2.4. panic: XXX port of XXX not connected to anything!
2.4.1. Goal
Troubleshoot this kind of error:
panic: Pio port of system.realview.generic_timer_mem not connected to anything!
2.4.2. Explanation
- This error is generated in the C++ source code of gem5, by its error handling mechanism.
- The reason is clear: the setup of one SimObject's ports is badly programmed or forgotten.
2.4.3. Resolution
- The linkage of this port should perhaps have been done directly by you, or by an helper function already provided by gem5.
- To distinguish between these two ways, search in the source code the
concerned object (here,
system.realview.generic_timer_mem
).

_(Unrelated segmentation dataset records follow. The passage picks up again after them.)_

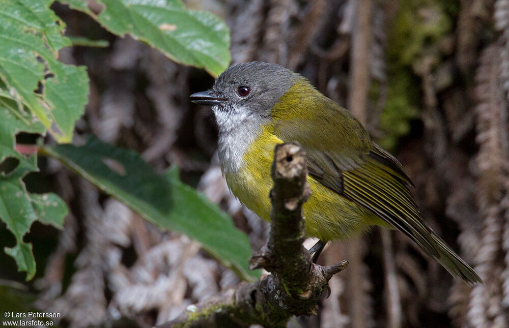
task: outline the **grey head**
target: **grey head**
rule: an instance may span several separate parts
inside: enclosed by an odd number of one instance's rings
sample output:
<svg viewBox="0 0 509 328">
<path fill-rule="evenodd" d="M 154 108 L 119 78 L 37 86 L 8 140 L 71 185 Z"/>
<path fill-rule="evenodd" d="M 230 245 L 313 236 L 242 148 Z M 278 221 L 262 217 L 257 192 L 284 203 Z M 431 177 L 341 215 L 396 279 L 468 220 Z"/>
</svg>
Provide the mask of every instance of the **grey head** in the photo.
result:
<svg viewBox="0 0 509 328">
<path fill-rule="evenodd" d="M 300 76 L 277 64 L 245 63 L 223 72 L 210 90 L 191 95 L 191 101 L 212 107 L 223 172 L 242 166 L 244 153 L 270 120 L 272 107 Z"/>
<path fill-rule="evenodd" d="M 191 95 L 191 101 L 212 106 L 219 133 L 240 126 L 260 126 L 270 118 L 279 98 L 299 75 L 282 66 L 251 62 L 223 72 L 212 89 Z"/>
</svg>

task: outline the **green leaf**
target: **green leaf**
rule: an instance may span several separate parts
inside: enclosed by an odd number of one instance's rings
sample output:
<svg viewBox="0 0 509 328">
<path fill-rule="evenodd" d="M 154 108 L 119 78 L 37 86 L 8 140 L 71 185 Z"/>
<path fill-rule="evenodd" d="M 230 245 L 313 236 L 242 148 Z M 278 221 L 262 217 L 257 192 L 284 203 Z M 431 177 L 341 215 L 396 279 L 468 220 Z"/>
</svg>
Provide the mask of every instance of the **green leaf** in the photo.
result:
<svg viewBox="0 0 509 328">
<path fill-rule="evenodd" d="M 30 229 L 38 215 L 44 223 L 61 227 L 67 208 L 63 201 L 53 194 L 31 194 L 21 181 L 28 172 L 37 167 L 35 156 L 20 164 L 7 175 L 0 174 L 0 218 L 14 235 L 16 245 L 5 247 L 5 252 L 16 261 L 19 271 L 26 272 L 26 280 L 35 274 L 35 260 L 31 244 L 23 237 Z M 48 201 L 48 200 L 49 201 Z"/>
<path fill-rule="evenodd" d="M 10 97 L 36 115 L 59 142 L 72 138 L 89 92 L 84 67 L 56 60 L 71 45 L 52 0 L 0 0 L 0 80 Z M 5 93 L 4 93 L 5 95 Z"/>
<path fill-rule="evenodd" d="M 63 0 L 83 11 L 110 32 L 130 34 L 172 59 L 204 68 L 214 76 L 230 64 L 230 30 L 210 13 L 188 10 L 180 0 L 98 0 L 95 15 L 81 0 Z"/>
<path fill-rule="evenodd" d="M 247 236 L 215 204 L 181 183 L 174 170 L 163 175 L 132 151 L 91 137 L 86 144 L 45 147 L 54 157 L 161 228 L 187 234 L 241 277 L 252 280 Z"/>
<path fill-rule="evenodd" d="M 7 157 L 25 161 L 24 156 L 14 150 L 15 136 L 21 131 L 43 134 L 45 129 L 40 122 L 31 122 L 31 115 L 18 110 L 16 102 L 0 94 L 0 163 Z M 34 167 L 34 170 L 37 167 Z"/>
</svg>

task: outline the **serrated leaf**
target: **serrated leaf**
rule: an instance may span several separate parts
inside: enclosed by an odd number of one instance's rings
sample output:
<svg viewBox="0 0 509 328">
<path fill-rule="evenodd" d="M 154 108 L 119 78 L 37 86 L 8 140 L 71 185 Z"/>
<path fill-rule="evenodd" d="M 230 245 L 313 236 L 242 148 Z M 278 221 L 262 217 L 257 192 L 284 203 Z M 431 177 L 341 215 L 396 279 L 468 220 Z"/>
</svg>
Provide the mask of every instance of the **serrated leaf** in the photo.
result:
<svg viewBox="0 0 509 328">
<path fill-rule="evenodd" d="M 0 0 L 0 79 L 59 142 L 69 142 L 88 95 L 84 67 L 56 60 L 70 45 L 50 0 Z M 37 92 L 36 92 L 36 91 Z"/>
<path fill-rule="evenodd" d="M 90 40 L 83 37 L 68 37 L 73 46 L 82 47 L 95 47 L 106 48 L 109 46 L 109 42 L 105 40 Z"/>
<path fill-rule="evenodd" d="M 130 34 L 172 59 L 204 68 L 214 76 L 230 64 L 230 30 L 210 13 L 188 10 L 180 0 L 98 0 L 97 16 L 81 0 L 63 0 L 120 36 Z"/>
<path fill-rule="evenodd" d="M 41 215 L 44 223 L 51 223 L 61 227 L 67 208 L 63 201 L 53 194 L 31 194 L 27 192 L 21 181 L 28 172 L 37 166 L 35 157 L 20 162 L 7 176 L 0 174 L 0 218 L 16 238 L 13 247 L 4 248 L 5 252 L 16 261 L 19 271 L 26 272 L 26 280 L 35 274 L 35 260 L 31 244 L 25 243 L 23 237 L 30 230 L 32 224 Z M 30 165 L 29 163 L 31 163 Z M 50 202 L 44 201 L 51 199 Z"/>
<path fill-rule="evenodd" d="M 14 149 L 15 135 L 23 131 L 43 134 L 45 129 L 40 122 L 31 122 L 31 115 L 20 112 L 15 102 L 0 95 L 0 163 L 7 157 L 13 157 L 20 161 L 26 158 Z M 36 170 L 37 167 L 34 167 Z"/>
<path fill-rule="evenodd" d="M 135 152 L 116 148 L 95 137 L 83 146 L 45 147 L 43 153 L 61 161 L 148 221 L 184 233 L 240 277 L 252 279 L 251 248 L 231 218 L 174 173 L 157 175 Z"/>
</svg>

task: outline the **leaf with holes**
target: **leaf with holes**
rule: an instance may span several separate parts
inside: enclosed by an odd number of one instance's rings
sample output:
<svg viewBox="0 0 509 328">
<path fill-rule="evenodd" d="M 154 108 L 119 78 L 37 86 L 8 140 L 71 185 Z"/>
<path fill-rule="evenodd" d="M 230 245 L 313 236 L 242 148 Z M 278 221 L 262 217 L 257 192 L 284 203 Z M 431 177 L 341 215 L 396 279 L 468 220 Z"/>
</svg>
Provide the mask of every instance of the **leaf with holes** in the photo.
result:
<svg viewBox="0 0 509 328">
<path fill-rule="evenodd" d="M 16 238 L 13 247 L 4 248 L 5 252 L 16 261 L 19 271 L 26 272 L 26 280 L 35 274 L 35 260 L 31 244 L 23 237 L 38 219 L 44 223 L 61 227 L 67 207 L 64 201 L 53 194 L 30 194 L 21 179 L 37 167 L 33 156 L 20 164 L 7 175 L 0 174 L 0 218 Z"/>
<path fill-rule="evenodd" d="M 56 60 L 71 45 L 52 0 L 0 0 L 0 91 L 26 106 L 59 142 L 69 142 L 89 92 L 84 67 Z"/>
<path fill-rule="evenodd" d="M 95 15 L 82 0 L 63 0 L 112 33 L 130 34 L 172 59 L 204 68 L 214 76 L 230 64 L 230 30 L 214 15 L 188 10 L 180 0 L 98 0 Z"/>
<path fill-rule="evenodd" d="M 160 175 L 132 151 L 116 148 L 95 137 L 83 146 L 45 147 L 54 157 L 115 197 L 147 220 L 184 233 L 239 276 L 252 280 L 251 248 L 232 219 L 171 172 Z"/>
</svg>

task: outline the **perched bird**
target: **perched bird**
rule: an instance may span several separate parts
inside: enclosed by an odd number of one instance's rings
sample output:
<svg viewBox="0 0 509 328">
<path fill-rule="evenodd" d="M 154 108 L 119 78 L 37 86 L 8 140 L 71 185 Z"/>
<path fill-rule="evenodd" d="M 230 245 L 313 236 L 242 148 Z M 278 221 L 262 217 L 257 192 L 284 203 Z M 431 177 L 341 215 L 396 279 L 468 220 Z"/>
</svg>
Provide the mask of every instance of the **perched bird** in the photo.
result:
<svg viewBox="0 0 509 328">
<path fill-rule="evenodd" d="M 312 249 L 315 259 L 328 241 L 380 225 L 403 232 L 454 277 L 482 282 L 422 220 L 399 162 L 373 142 L 349 111 L 301 75 L 274 64 L 240 64 L 191 100 L 212 106 L 228 186 L 264 220 L 270 219 L 274 146 L 300 143 L 312 192 L 303 205 L 306 233 L 320 241 Z"/>
</svg>

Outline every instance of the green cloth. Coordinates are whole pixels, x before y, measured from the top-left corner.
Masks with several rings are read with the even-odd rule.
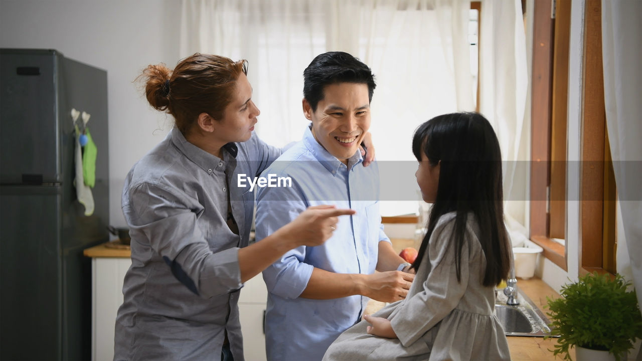
[[[85,180],[85,184],[93,188],[96,185],[96,157],[98,154],[98,148],[96,147],[96,143],[91,138],[89,128],[85,127],[85,135],[87,136],[87,144],[83,147],[85,151],[82,155],[83,178]]]

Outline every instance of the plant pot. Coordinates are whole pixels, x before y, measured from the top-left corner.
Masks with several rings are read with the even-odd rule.
[[[609,353],[608,351],[591,349],[580,346],[575,346],[575,358],[577,361],[615,361],[615,356]],[[623,353],[620,359],[626,361],[627,353]]]

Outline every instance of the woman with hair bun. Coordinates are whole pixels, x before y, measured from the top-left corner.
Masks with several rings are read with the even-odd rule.
[[[281,150],[253,132],[260,112],[247,73],[245,60],[197,53],[139,76],[150,104],[175,127],[125,179],[132,265],[114,360],[243,360],[243,283],[291,249],[322,244],[337,217],[354,213],[311,207],[248,245],[254,195],[237,180],[259,177]]]

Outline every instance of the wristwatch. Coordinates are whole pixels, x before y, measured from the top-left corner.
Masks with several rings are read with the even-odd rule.
[[[412,263],[408,263],[408,262],[404,262],[403,263],[399,265],[399,267],[397,267],[397,270],[403,270],[403,269],[405,269],[406,267],[412,265]]]

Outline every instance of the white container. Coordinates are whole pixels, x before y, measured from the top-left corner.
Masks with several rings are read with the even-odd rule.
[[[533,243],[530,240],[524,240],[519,247],[513,247],[515,255],[515,276],[523,279],[528,279],[535,275],[535,267],[537,255],[544,251],[544,249]]]

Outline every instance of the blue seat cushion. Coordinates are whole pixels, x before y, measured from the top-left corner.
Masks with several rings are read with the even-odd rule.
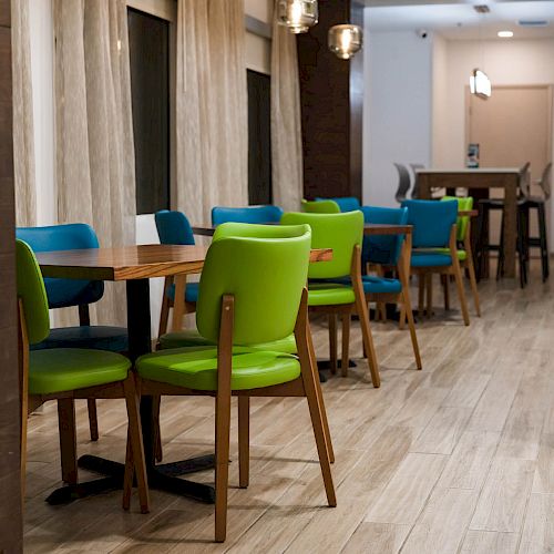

Understand its function, its ports, and so one. - One thing that can help a lot is the generated
config.dot.pdf
, which give a graphical representation of the system (with links between SimObject).
2.5. Kernel panic - not syncing: VFS: Unable to mount root fs
2.5.1. Goal
Troubleshoot this kernel panic:
[ 0.224367] List of all partitions: [ 0.224394] fe00 1048320 vda [ 0.224397] driver: virtio_blk [ 0.224440] fe01 1048288 vda1 00000000-01 [ 0.224441] [ 0.224480] No filesystem could mount root, tried: [ 0.224481] ext3 [ 0.224510] ext4 [ 0.224524] ext2 [ 0.224537] squashfs [ 0.224551] vfat [ 0.224566] fuseblk [ 0.224579] [ 0.224606] Kernel panic - not syncing: VFS: Unable to mount root fs on unknown-block(254,0) [ 0.224656] CPU: 0 PID: 1 Comm: swapper/0 Not tainted 4.18.0+ #1 [ 0.224692] Hardware name: V2P-CA15 (DT) [ 0.224717] Call trace: [ 0.224741] dump_backtrace+0x0/0x1c0 [ 0.224765] show_stack+0x14/0x20 [ 0.224790] dump_stack+0x8c/0xac [ 0.224812] panic+0x130/0x288 [ 0.224836] mount_block_root+0x22c/0x294 [ 0.224861] mount_root+0x140/0x174 [ 0.224884] prepare_namespace+0x138/0x180 [ 0.224910] kernel_init_freeable+0x1c0/0x1e0 [ 0.224939] kernel_init+0x10/0x108 [ 0.224961] ret_from_fork+0x10/0x18 [ 0.224987] Kernel Offset: disabled [ 0.225009] CPU features: 0x21c06492 [ 0.225032] Memory Limit: 2048 MB [ 0.225056] ---[ end Kernel panic - not syncing: VFS: Unable to mount root fs on unknown-block(254,0) ]---
2.5.2. Explanation
- This error is generated by the Linux kernel, in a full-system-emulation setup.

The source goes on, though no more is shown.